Nevertheless, it was a sign that business as usual — at the expense of
the hard-working but poor, the jobless, the single mothers, and the
children — was no longer so simple. There was a new force to be reckoned with, with plans for creating a regular new amalgamated party, supported by many militant union leaders and anti-globalists. If it could resist splitting — always a danger on the left — and could connect good oratory in the Bundestag with organized action on the outside — German politics would never be the same.

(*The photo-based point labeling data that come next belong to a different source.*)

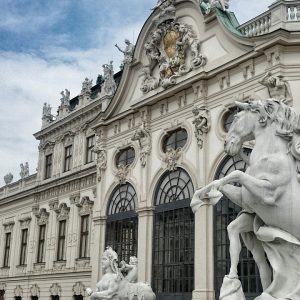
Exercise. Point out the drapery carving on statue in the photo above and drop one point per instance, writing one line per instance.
(18, 291)
(42, 216)
(55, 289)
(101, 157)
(268, 194)
(143, 137)
(35, 290)
(62, 212)
(278, 88)
(172, 50)
(201, 122)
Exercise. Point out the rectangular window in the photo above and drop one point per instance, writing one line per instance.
(84, 236)
(41, 244)
(90, 154)
(7, 249)
(48, 166)
(61, 240)
(68, 158)
(23, 246)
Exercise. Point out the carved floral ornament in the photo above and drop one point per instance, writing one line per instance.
(55, 289)
(24, 222)
(35, 290)
(42, 216)
(8, 225)
(62, 212)
(173, 50)
(18, 291)
(85, 206)
(78, 288)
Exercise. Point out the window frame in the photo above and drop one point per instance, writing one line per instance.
(7, 247)
(61, 241)
(48, 166)
(84, 237)
(68, 158)
(90, 154)
(41, 244)
(23, 248)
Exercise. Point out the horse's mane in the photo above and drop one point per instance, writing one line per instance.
(287, 120)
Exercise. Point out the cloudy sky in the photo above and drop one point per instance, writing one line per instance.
(49, 45)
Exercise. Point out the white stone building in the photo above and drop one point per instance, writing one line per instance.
(119, 163)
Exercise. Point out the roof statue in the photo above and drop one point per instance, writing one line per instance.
(278, 88)
(109, 86)
(8, 178)
(206, 6)
(65, 97)
(113, 285)
(87, 86)
(128, 52)
(172, 49)
(268, 194)
(24, 170)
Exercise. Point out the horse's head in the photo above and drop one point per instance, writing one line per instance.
(241, 129)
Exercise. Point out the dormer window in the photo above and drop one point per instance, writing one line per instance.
(48, 166)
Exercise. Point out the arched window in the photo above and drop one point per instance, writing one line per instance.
(225, 212)
(122, 222)
(173, 237)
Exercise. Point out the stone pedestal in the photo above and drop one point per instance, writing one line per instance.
(204, 260)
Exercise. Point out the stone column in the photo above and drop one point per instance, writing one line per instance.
(145, 232)
(97, 247)
(204, 258)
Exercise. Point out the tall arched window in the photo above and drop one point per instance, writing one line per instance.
(225, 212)
(173, 237)
(122, 222)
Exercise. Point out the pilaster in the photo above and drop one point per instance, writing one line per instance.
(204, 259)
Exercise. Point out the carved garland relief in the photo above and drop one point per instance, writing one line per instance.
(172, 50)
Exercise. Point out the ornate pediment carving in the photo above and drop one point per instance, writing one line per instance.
(173, 50)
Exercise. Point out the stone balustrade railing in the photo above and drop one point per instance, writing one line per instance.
(281, 14)
(18, 186)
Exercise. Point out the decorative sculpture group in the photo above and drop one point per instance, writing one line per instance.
(114, 285)
(268, 194)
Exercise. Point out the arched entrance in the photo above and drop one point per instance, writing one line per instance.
(122, 222)
(173, 237)
(225, 212)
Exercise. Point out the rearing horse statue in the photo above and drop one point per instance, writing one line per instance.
(269, 196)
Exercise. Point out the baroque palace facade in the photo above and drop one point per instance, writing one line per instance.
(119, 163)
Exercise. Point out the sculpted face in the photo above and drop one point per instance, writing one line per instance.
(105, 262)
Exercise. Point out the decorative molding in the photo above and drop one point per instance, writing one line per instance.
(62, 212)
(224, 80)
(248, 69)
(202, 123)
(8, 225)
(74, 199)
(42, 216)
(24, 222)
(53, 204)
(122, 172)
(85, 206)
(18, 291)
(172, 50)
(55, 289)
(172, 157)
(35, 290)
(78, 288)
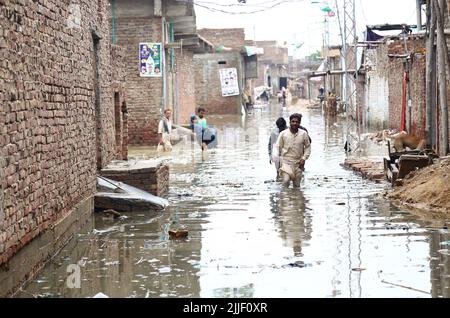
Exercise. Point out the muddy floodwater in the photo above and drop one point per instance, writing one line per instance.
(249, 237)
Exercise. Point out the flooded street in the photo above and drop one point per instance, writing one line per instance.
(249, 237)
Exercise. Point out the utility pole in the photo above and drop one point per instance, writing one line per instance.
(349, 61)
(326, 48)
(442, 59)
(430, 74)
(419, 14)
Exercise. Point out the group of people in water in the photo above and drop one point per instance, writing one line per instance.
(289, 148)
(199, 129)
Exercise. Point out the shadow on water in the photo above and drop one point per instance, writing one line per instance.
(248, 237)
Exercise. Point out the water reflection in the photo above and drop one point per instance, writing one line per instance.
(248, 237)
(289, 207)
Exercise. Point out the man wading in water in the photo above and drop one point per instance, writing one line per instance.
(294, 148)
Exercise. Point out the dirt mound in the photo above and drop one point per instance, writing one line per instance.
(428, 188)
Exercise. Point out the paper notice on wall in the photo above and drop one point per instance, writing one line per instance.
(229, 82)
(150, 60)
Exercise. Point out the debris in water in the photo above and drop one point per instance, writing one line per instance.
(296, 264)
(110, 213)
(178, 234)
(114, 263)
(164, 270)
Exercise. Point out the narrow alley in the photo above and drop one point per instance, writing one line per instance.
(224, 149)
(248, 237)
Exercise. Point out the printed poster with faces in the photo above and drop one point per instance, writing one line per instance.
(229, 81)
(150, 62)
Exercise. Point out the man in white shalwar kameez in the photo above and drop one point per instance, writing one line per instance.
(294, 148)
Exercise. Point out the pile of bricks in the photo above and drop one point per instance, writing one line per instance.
(367, 168)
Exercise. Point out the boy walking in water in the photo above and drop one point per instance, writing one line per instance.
(295, 149)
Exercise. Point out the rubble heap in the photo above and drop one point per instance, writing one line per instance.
(428, 188)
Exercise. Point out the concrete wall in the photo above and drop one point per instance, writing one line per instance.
(50, 127)
(417, 79)
(144, 94)
(232, 38)
(185, 89)
(376, 99)
(208, 90)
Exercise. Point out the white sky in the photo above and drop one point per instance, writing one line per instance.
(301, 21)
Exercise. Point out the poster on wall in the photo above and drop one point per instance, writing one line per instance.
(150, 60)
(229, 82)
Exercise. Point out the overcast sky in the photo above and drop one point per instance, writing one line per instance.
(299, 21)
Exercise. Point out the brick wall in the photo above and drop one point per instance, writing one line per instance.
(48, 118)
(273, 52)
(417, 79)
(376, 88)
(185, 77)
(208, 90)
(120, 108)
(144, 94)
(232, 38)
(151, 177)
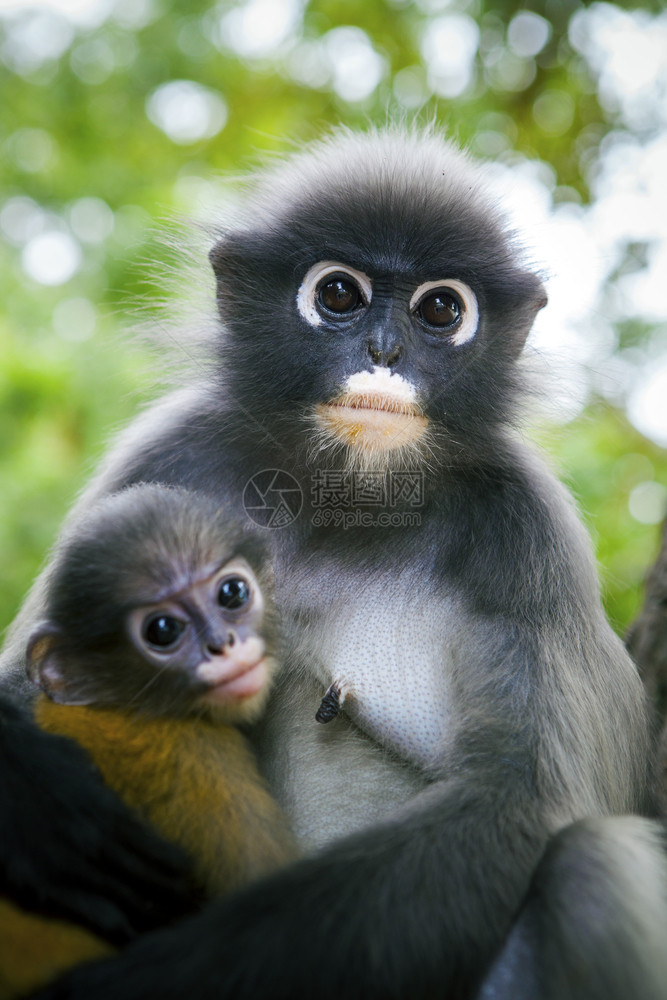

European LeftThere is also a postscript: On this same weekend, delegates from 17
left-wing parties of Europe and observers from nine more, from Portugal to Cyprus and Estonia, met in Athens for the first regular party congress of the European Left Party. Among the visitors were Polisario from the West Sahara, the Palestinian PLO, Israel’s Communist Party, and the Uruguayan Frente Amplio. Plans were made for a feminist offensive and for actions in all Europe on issues like minimum wages and antimilitarism. Reelected as chairman was Fausto Bertinotti from Italy’s Rifondazione Comunista. Among the most active participants was the PDS, now becoming a new, larger Left Party.


Victor Grossman, American journalist and author, is a resident of East Berlin for many years. He is the author of Crossing the River: A Memoir of the American Left, the Cold War, and Life in East Germany (University of Massachusetts Press, 2003).